Working in the yard, I noticed the striking colors. There was a tide of deep crimson flowing from the dianthus and the poppies offered a bushel of orange.

There were pinks, yellows, greens and whites.

I remembered my granddaughter’s question and was suddenly ashamed of my lack of imagination. Maybe, like most people, my favorite color is blue, but what kind of blue? Was it steel, teal or turquoise?

The average human eye has three cones, each detecting 100 colors. Together, they can see 1 million tints, shades and hues.

One million unique expressions of light, and all I could say was “Blue.”

The universe is colorful to its core. Even the six flavors of quarks that make up the protons and neutrons in the atom dress in a quantum outfit of red, green and blue.

Nature’s colors are there for many reasons. The red of the mandrill monkey is not just a distinguishing mark but a color of consequence in mating.

In certain tree frogs, that red is anything but an invitation. It is a warning to predators that its bright skin is toxic to a degree far beyond its diminutive size.

The shell of the polymorphic Cuban painted snail is a slow-moving display of colors and swirls, all dependent on its diet.
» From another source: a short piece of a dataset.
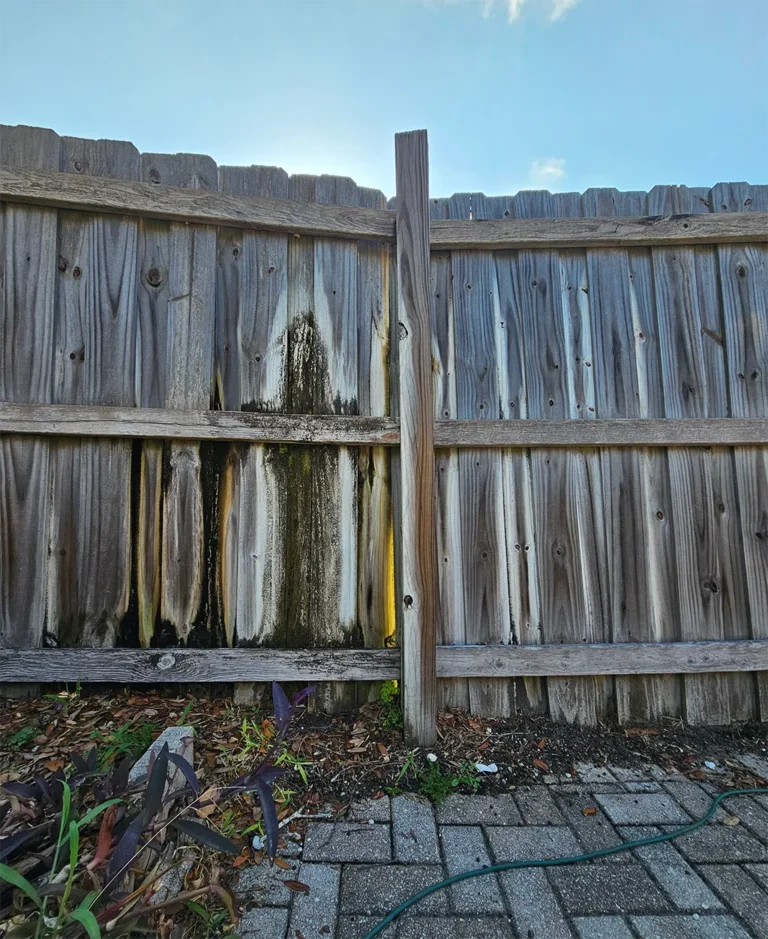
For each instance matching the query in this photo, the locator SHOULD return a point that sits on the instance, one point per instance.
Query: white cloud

The sky has countless shades of blue. But when the sun sets and the elongated atmosphere filters out the blue, then the reds, golds and oranges burst into flame like the fireworks of Pentecost.

The seven colors of the rainbow have not lost their magic. And when the solar winds send charged particles of the sun to collide with atmospheric gas, the discharged protons engage in a divine chromatic dance we call the Aurora borealis.

We should be thankful our world is not black and white and remember, that contrary to a certain title, there are over 250 shades of gray.

Our world is awash in color which, according to the Russian painter Wassily Kandinsky, “is a means of directly influencing the soul.” 

We should let it. 

We ask if someone dreams in color. Maybe the question should be, do we pray in color? It’s a language the Master of the Palette clearly understands.